# outdooor rocks



## logan22 (Sep 6, 2010)

i got some large river rocks from a creek near my house!! i boiled them in hot water before puttin them in my tank..they give my tank a nice natural feel..can this harm my tank water or my fish?


----------



## couch (Apr 22, 2010)

pour vinegar on them and if it bubbles take them out. If nothing happens then they are safe.


----------



## Diztrbd1 (Apr 21, 2010)

long as you boiled them and cleaned them & the vinegar test, you should be ok


----------



## logan22 (Sep 6, 2010)

i didnt put vinigar on them but i boiled them for 20 minutes..wont that kill all the bactiera?


----------



## gklaw (May 31, 2010)

Picked my up from from construction work on from a pile on the way to Squamish. Flushed and scrub the dirt off and straight into my tank. Three months or so. So far so good. Guess I am lucky


----------



## Diztrbd1 (Apr 21, 2010)

gklaw said:


> Picked my up from from construction work on from a pile on the way to Squamish. Flushed and scrub the dirt off and straight into my tank. Three months or so. So far so good. Guess I am lucky


Same here, cept I was in Langley lol

logan, the vinegar test to see if it has calcium in it, which you don't want as it will change the hardness and Ph. This article might help you out:
Can I Use Outdoor Gravel in My Aquarium?

.


----------



## effox (Apr 21, 2010)

Definitely do a vinegar test. It doesn't take much if it will react with white little bubbles.


----------



## cichlid (Jul 30, 2010)

ya same here, I never boiled my rocks, then again I have cichlids, so the need hard water and and high PH anyway. lol


----------



## pistolpete (May 2, 2010)

Just post a picture of the rocks on here and we'll be able to tell you whether it's safe. Practically all rocks are fine. Even limestone would be ok if you had african cishlids. 
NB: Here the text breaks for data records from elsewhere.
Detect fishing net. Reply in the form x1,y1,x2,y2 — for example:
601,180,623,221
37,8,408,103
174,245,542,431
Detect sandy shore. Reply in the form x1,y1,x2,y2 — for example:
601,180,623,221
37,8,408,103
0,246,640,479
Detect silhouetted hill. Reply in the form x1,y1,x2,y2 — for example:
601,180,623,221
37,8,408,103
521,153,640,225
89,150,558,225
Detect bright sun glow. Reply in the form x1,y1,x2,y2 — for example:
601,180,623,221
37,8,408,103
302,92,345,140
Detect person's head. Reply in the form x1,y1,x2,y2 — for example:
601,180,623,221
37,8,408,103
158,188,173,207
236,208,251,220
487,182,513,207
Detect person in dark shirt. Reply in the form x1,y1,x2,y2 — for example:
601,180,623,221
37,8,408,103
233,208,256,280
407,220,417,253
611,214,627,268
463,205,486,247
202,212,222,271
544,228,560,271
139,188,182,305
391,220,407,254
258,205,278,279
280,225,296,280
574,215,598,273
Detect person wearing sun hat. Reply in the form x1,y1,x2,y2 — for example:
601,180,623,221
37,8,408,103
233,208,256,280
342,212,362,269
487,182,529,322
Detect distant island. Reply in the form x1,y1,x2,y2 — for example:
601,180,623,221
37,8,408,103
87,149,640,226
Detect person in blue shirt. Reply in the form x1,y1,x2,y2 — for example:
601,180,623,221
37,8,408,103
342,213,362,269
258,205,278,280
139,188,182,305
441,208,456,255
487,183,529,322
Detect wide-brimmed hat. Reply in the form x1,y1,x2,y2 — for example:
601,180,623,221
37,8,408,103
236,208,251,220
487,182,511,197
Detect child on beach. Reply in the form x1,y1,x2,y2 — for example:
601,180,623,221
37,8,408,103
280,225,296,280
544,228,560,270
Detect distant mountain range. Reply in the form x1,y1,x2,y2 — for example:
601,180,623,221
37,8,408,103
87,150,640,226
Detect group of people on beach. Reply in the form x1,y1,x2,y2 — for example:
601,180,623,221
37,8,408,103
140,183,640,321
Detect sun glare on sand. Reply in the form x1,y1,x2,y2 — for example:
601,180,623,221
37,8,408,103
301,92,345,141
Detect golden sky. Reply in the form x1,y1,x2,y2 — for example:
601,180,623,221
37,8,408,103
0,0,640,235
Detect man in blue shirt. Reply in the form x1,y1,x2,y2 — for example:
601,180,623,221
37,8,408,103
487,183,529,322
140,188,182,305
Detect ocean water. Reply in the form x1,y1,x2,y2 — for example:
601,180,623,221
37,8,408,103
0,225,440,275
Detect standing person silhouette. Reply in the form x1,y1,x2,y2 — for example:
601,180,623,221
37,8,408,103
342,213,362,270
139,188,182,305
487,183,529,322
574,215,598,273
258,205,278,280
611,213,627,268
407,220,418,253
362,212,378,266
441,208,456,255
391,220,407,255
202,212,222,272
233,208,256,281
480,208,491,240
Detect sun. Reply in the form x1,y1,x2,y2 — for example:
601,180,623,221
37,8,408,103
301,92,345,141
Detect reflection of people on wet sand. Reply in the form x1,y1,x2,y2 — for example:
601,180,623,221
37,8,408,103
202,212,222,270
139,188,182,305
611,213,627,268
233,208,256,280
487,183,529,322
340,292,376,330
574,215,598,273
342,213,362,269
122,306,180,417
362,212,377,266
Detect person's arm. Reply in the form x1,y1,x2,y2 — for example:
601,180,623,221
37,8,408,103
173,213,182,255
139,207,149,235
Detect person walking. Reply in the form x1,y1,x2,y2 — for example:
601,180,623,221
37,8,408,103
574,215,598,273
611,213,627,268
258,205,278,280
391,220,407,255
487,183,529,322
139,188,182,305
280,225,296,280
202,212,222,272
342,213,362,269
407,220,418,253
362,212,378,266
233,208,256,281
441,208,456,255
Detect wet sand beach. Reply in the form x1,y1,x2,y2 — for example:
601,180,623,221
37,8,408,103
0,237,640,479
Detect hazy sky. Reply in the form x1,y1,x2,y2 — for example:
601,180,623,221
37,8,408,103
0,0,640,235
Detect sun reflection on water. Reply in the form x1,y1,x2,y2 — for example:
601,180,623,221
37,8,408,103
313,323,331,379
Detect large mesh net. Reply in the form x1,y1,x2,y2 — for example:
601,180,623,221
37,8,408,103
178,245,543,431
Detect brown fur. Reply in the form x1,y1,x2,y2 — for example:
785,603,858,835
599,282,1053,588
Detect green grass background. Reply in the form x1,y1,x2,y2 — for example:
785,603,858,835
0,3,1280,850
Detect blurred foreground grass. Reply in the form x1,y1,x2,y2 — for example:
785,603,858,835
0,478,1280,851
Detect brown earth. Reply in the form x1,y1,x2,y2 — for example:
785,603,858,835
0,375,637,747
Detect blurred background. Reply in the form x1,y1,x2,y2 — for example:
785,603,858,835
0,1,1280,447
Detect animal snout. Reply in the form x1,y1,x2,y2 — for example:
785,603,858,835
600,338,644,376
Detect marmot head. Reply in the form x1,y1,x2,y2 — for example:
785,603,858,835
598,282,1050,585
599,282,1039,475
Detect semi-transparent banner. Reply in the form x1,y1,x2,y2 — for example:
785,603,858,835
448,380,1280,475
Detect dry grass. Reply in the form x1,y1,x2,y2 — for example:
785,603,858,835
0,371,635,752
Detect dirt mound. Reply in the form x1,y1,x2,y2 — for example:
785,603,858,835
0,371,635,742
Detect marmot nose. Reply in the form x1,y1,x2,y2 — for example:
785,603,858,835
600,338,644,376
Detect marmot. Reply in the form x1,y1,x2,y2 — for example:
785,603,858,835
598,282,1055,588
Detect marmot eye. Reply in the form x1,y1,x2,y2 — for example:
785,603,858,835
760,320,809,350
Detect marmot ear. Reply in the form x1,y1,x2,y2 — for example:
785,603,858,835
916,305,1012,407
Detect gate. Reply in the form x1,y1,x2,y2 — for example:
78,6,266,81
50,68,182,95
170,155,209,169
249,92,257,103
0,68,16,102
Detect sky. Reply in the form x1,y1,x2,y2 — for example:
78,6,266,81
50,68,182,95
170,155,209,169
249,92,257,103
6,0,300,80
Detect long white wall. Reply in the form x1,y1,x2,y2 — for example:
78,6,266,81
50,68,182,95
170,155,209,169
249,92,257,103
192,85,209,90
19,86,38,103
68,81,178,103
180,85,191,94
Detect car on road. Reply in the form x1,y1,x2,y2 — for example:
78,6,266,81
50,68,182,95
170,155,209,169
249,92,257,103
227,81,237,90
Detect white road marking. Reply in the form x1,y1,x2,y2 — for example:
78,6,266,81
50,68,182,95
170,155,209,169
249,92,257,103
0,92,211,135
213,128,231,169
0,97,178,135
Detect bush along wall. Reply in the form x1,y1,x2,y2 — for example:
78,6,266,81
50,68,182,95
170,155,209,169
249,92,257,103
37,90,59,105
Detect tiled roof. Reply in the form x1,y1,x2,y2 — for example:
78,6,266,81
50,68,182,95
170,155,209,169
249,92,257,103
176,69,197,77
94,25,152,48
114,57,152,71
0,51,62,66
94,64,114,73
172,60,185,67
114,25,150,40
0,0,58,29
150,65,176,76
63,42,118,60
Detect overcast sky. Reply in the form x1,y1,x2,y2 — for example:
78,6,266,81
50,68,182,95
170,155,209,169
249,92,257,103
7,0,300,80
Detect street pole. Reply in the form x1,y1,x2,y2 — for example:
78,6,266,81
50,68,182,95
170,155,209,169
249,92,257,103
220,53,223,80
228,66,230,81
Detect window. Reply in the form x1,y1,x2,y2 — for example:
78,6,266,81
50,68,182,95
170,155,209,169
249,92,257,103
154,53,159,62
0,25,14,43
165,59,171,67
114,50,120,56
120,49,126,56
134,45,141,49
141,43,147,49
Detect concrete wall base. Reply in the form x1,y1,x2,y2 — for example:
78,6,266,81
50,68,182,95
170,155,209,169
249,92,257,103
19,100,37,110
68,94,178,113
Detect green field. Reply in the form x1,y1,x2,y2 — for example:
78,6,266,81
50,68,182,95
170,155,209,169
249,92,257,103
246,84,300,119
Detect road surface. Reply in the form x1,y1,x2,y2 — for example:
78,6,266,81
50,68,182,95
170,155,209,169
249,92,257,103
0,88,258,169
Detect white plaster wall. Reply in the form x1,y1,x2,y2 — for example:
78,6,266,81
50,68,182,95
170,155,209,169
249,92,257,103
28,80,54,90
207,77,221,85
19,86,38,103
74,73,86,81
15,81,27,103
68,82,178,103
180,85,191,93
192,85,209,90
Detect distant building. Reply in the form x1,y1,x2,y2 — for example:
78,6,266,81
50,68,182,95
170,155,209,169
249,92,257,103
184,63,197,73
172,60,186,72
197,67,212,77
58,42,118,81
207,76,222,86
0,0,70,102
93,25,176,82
The Vinegar test is pretty bogus, because vinegar is a really weak acid and it's hard to tell the occasional bubble formed by a reaction from one escaping from the rock. Testing for the presence of calcium this way is mostly an old wives tale perpetuated by people who've never actually tried it. Yes, if you stick a sea shell, which is pure calcium in vinegar you will notice a few bubbles, but with rocks it's not the way to go.
Just stick with basalts, granites, and slates and you are guaranteed safe.


----------



## cichlid (Jul 30, 2010)

i think the biggest thing to be careful with is iron deposits.


----------



## gimlid (Apr 23, 2010)

Iron will show as a reddish colour I am told


----------